Juxtapose that with the fact that police are, by design, a monolith. Every officer is a cog in the machine, the cogs are even numbered. They receive the same training, wear the same uniform, carry the same badge, drive the same car, and are beholden to the same chain of command.
That's why I get frustrated when I see the protest signs like, "if you judge us by the worst protestor, why don't you judge them by the worst cops?" It's an effective gotcha-moment, but it's a false equivalency (there also isn't a "worse" way to protest, but I digress).
It absolutely makes sense to judge police by looking at the worst cops. The same way you'd judge any system or machine...by looking at its weakest parts, its points of failure, the parts that keep it from being successful, how much malfunction the system is willing to tolerate.
But that's not the case for protesters. Protesters aren't a self-regulating system. Protesters can't be fired, can't be reassigned, there is no outside force that decides whether someone is a protester. It makes no sense to judge a group based on something they can't control.
And that's ultimately what it boils down to: control. Police have a responsibility to weed out their dysfunctional colleagues (a responsibility they rarely live up to). They have the tools and the control necessary to rid their ranks of abuse.
When you have the necessary tools, and you've *asked for* the explicit responsibility of holding others accountable for their violence, but you abdicate that duty, then you should expect to be held accountable for your complicity in that violence.
Again, not the case for protesters. A protester isn't responsible for the actions of another protester, any more than you are responsible for the actions of your neighbor. Not only do they not have a responsibility to control others, they don't have the authority.
(None of this is to say that we shouldn't hold people in our community accountable, it just means that "community" isn't necessarily defined as "all fellow protesters")

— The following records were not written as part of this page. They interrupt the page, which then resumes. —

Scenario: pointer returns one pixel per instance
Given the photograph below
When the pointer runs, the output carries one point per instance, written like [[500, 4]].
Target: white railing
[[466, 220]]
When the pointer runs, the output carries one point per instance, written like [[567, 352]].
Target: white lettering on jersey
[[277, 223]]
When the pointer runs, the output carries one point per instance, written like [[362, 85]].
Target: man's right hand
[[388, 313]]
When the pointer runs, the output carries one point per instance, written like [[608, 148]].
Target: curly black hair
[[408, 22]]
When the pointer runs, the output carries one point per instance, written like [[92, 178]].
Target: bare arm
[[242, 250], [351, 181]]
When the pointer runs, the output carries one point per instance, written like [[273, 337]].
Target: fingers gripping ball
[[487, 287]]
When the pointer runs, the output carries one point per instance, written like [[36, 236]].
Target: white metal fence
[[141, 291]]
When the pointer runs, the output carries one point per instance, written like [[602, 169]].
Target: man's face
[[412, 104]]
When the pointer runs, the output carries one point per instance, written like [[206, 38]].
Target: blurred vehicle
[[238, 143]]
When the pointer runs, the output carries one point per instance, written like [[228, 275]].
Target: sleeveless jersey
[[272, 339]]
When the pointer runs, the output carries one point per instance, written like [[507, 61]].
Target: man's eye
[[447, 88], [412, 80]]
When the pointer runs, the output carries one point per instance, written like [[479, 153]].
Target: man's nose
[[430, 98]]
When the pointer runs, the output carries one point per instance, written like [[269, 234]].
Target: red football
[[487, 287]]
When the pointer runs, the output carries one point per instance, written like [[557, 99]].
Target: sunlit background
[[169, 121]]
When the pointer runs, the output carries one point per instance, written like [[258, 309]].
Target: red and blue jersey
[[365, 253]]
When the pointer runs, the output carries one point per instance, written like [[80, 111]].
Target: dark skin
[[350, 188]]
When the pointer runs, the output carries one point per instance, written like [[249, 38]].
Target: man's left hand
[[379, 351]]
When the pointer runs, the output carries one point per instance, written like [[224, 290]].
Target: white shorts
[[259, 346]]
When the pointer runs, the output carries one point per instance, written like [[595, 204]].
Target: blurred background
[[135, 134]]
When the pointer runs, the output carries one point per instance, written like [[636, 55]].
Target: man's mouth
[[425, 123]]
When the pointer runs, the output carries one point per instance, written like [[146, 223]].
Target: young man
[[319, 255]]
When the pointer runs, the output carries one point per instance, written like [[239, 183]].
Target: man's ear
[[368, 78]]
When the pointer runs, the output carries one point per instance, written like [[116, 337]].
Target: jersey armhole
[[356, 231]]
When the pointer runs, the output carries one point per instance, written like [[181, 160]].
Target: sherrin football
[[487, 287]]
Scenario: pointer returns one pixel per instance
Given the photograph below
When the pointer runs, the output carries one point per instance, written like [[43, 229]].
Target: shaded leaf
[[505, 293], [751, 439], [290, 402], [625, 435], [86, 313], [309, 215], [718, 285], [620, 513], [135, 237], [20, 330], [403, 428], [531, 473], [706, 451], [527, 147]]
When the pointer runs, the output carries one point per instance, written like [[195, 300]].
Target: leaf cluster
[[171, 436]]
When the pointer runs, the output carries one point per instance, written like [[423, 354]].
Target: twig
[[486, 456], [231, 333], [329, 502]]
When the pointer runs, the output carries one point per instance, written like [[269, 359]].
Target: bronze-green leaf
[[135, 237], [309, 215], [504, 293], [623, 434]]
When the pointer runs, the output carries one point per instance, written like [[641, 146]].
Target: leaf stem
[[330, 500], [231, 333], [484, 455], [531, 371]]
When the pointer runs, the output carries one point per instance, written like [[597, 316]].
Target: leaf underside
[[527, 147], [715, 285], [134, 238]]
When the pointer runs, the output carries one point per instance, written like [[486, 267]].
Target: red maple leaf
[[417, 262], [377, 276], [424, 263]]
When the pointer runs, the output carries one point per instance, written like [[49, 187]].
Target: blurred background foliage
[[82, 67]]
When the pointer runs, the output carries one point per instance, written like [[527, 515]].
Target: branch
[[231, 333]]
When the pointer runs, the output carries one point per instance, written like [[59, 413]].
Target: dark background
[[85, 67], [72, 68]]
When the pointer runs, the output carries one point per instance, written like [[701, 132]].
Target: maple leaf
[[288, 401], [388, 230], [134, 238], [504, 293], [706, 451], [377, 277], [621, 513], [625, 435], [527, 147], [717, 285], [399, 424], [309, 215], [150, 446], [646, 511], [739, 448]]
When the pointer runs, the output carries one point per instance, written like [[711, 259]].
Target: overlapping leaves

This is why we cannot accept when Seattle Police do things like pointing to an arson committed on a Monday, in an attempt to justify police violently attacking a candlelight vigil the following Wednesday. There's nothing that necessarily links those two events.
This is all a longwinded way of saying that we do ourselves a disservice when we allow media to portray this struggle as a conflict between two equal sides, both deserving of the same sort of scrutiny and both capable of losing collective legitimacy because of individual actions.
Don't allow critics in the media to delegitimize the movement simply because there are individuals within the movement whose actions they (or even you) don't agree with. Don't allow the police to justify their widespread violence as a response to past actions of individuals.